Я отказалась от места в программе. Директор лагеря прислал мне пожелания удачи на открытке с фотографией парусника. Моему тогдашнему парню Эрику предложили работу конструктора разведывательных радиолокационных приемников в Кремниевой долине, а мне – пятилетнюю стипендию на стэнфордском отделении сравнительного литературоведения. Мы перебрались в Калифорнию, где я раньше никогда не бывала. Под зелеными покатыми холмами через самый длинный в мире линейный ускоритель неслись позитроны, а в башнях высоко над пальмами хранился полный архив парижских досье российской императорской тайной полиции. Стэнфорд был полной противоположностью северо-восточной лесопилке.
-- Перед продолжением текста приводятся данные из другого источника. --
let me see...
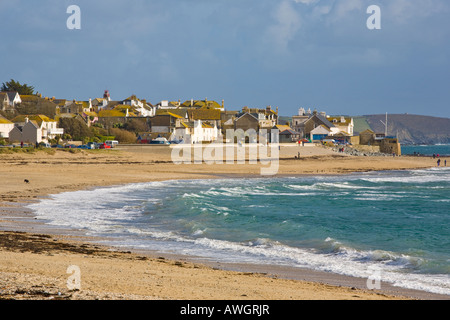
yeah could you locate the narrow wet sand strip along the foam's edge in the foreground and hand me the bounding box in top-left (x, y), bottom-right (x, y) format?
top-left (0, 182), bottom-right (450, 300)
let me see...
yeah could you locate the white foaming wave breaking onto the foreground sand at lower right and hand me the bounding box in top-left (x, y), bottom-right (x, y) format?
top-left (187, 238), bottom-right (450, 295)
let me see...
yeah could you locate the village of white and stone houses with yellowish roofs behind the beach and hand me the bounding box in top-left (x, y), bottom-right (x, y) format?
top-left (0, 90), bottom-right (401, 155)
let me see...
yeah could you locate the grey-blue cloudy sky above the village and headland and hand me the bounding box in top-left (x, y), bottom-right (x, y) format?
top-left (0, 0), bottom-right (450, 118)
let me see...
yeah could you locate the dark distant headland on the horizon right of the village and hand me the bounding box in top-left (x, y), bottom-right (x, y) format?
top-left (355, 114), bottom-right (450, 144)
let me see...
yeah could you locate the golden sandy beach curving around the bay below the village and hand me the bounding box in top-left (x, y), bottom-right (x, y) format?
top-left (0, 146), bottom-right (449, 300)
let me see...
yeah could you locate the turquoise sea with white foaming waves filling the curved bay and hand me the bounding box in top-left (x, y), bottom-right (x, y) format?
top-left (29, 167), bottom-right (450, 295)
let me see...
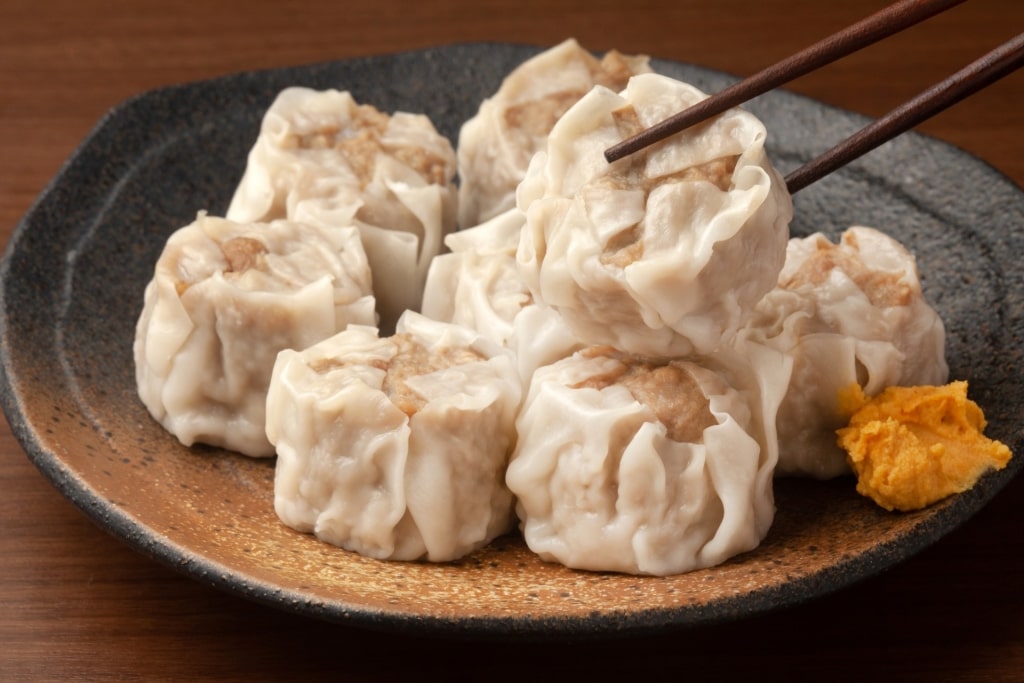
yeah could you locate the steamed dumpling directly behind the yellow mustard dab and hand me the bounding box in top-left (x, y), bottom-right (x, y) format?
top-left (742, 226), bottom-right (949, 479)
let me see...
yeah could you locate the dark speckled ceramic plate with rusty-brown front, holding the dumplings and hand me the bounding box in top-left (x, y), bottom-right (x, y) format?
top-left (0, 45), bottom-right (1024, 637)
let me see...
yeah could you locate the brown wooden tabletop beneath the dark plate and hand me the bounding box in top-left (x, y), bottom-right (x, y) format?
top-left (0, 0), bottom-right (1024, 681)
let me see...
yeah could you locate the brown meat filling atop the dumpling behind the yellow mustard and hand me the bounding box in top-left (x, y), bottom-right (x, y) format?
top-left (779, 237), bottom-right (913, 308)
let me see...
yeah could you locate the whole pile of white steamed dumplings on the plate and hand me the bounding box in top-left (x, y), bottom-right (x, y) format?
top-left (134, 40), bottom-right (948, 575)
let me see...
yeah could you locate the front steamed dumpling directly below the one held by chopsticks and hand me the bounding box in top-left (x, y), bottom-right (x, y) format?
top-left (507, 345), bottom-right (791, 575)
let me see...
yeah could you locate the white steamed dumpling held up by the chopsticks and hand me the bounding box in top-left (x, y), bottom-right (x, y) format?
top-left (517, 74), bottom-right (793, 357)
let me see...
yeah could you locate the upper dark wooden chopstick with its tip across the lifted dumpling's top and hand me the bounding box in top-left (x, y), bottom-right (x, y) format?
top-left (604, 0), bottom-right (965, 163)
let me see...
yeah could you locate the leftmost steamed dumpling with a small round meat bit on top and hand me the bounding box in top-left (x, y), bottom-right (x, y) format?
top-left (134, 213), bottom-right (376, 457)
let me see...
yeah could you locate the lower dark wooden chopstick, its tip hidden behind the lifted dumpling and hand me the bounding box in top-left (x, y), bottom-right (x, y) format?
top-left (785, 33), bottom-right (1024, 195)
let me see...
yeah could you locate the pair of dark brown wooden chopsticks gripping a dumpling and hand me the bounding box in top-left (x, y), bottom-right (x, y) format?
top-left (604, 0), bottom-right (1024, 194)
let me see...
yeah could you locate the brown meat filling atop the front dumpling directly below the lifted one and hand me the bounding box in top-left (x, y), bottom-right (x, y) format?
top-left (572, 349), bottom-right (718, 443)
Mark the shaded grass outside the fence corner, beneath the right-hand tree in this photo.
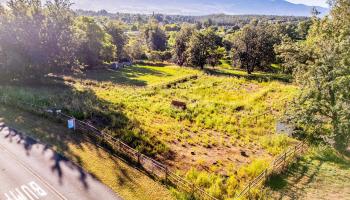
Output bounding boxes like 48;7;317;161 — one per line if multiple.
267;147;350;200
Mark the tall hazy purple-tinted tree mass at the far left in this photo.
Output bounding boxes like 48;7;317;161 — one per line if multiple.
0;0;76;78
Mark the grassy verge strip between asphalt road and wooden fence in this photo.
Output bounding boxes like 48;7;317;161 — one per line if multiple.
0;106;173;200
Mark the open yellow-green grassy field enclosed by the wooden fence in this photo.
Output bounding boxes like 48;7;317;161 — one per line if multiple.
0;65;298;198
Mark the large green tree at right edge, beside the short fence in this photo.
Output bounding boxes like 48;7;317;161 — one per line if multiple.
288;0;350;150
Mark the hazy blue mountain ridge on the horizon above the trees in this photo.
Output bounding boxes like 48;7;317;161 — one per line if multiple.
0;0;328;16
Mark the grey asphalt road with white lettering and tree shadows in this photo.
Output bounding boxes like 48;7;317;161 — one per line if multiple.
0;124;121;200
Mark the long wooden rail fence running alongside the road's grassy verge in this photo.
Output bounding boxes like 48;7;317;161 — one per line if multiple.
0;98;217;200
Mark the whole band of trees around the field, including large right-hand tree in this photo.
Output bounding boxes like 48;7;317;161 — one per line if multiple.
0;0;350;149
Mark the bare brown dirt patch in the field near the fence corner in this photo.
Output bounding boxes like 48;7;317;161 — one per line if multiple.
164;132;272;176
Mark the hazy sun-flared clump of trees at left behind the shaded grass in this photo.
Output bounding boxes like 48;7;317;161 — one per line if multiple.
0;0;126;78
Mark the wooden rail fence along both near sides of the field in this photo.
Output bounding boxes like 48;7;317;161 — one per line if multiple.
0;97;305;200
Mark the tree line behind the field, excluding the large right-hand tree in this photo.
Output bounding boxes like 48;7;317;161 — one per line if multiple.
0;0;308;77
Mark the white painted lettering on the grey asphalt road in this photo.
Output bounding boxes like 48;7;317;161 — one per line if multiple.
4;181;47;200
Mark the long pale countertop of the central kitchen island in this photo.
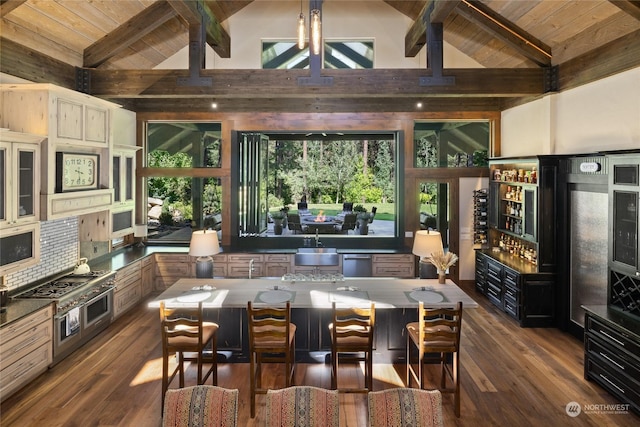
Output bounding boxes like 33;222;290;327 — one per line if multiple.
148;277;478;308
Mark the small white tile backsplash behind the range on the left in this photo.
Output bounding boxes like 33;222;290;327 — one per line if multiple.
6;217;79;291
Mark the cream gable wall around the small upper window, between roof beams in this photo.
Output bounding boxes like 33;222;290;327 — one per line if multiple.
156;0;481;69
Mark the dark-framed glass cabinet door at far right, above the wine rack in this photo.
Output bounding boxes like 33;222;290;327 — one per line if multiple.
610;158;640;274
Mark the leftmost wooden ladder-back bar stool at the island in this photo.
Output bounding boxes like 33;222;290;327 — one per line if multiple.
160;301;218;407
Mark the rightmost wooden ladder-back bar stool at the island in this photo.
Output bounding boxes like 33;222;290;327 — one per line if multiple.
407;301;462;417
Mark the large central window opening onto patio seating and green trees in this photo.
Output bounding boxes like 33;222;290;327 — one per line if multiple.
231;132;402;245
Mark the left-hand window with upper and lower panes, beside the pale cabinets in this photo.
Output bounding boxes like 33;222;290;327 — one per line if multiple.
146;122;222;242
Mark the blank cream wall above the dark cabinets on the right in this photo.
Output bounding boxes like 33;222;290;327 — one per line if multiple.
502;67;640;157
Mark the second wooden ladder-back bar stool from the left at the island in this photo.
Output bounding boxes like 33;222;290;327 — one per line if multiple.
247;301;296;418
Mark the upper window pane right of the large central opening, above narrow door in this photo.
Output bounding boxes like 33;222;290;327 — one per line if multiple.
414;121;491;168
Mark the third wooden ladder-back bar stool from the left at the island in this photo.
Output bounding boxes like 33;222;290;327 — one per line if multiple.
329;302;376;393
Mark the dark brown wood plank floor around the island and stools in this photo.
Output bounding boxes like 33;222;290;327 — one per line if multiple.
0;286;640;427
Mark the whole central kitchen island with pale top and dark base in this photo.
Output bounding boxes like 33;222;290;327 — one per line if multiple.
148;277;478;363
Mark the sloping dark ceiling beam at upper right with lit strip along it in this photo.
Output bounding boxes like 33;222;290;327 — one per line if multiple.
456;0;551;67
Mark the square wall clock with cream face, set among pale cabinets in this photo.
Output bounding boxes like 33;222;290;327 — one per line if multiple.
56;152;100;193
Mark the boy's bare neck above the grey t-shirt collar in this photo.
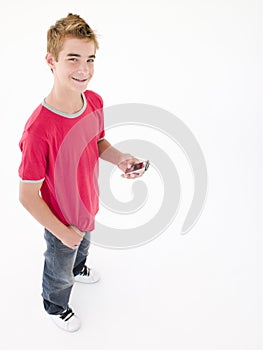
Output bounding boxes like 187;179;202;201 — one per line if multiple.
45;87;83;114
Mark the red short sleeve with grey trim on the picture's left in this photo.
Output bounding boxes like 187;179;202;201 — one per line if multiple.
18;131;48;182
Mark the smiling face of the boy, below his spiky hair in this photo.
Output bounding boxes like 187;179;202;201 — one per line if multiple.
46;38;95;92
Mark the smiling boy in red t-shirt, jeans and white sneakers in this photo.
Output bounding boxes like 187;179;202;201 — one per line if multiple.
19;14;144;332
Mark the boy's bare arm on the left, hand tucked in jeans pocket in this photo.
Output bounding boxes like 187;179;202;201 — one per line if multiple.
19;182;82;249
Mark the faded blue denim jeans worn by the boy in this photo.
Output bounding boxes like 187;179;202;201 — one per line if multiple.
42;229;90;315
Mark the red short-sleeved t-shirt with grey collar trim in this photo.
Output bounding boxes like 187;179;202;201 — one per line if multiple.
19;90;104;231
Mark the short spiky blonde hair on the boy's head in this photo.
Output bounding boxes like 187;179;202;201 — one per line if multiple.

В течение многих лет я не особо задумывалась о сделанном выборе между писательством и литературной критикой. В 2006 году журнал «N+1» попросил меня подготовить материал о состоянии современного американского рассказа по антологии «Лучший американский рассказ» за 2004 и 2005 годы. Только тогда – перелистывая страницы во имя науки – вспомнила я пустоту, которую ощутила в тот дождливый день на Кейп-Коде.
Мне пришла в голову мысль о пуританской культуре литературного творчества, олицетворяемой творческими лагерями, семинарами и идеалом «ремесла». Я решила, что предпочитаю думать о литературе как о профессии, искусстве, науке, как много о чем еще, но только не как о ремесле. Разве ремесло может рассказать о мире, о человеческой природе или о поисках смысла? У ремесла всегда был только отрицательный диктат: «Не говори, а показывай», «Убери любимые строчки», «Удали избыточные слова». Будто писать – это значит преодолевать вредные привычки, удалять избыточное.
Думаю, именно диктат ремесла выхолостил многие из «Лучших американских рассказов», сведя их к почти нечитабельному ядру из бодрых глаголов и образных существительных, словно это – задание на конкурсе по определению максимального числа понятий с помощью минимального набора слов. Первые предложения обычно так напичканы своеобразностью, оговорками, обманом ожиданий и мелкими противоречиями, что ты уже не удивишься, если вдруг обнаружишь в тексте форму акростиха или узнаешь, что перед автором стояла задача, скажем, не употреблять букву «е». Все эти рассказы начинаются in medias res, с середины истории. И почти все подчиняются принципу шести вопросов: «кто это был?», «что случилось?», «когда случилось?», «где случилось?», «почему случилось?» и «как случилось?»[5].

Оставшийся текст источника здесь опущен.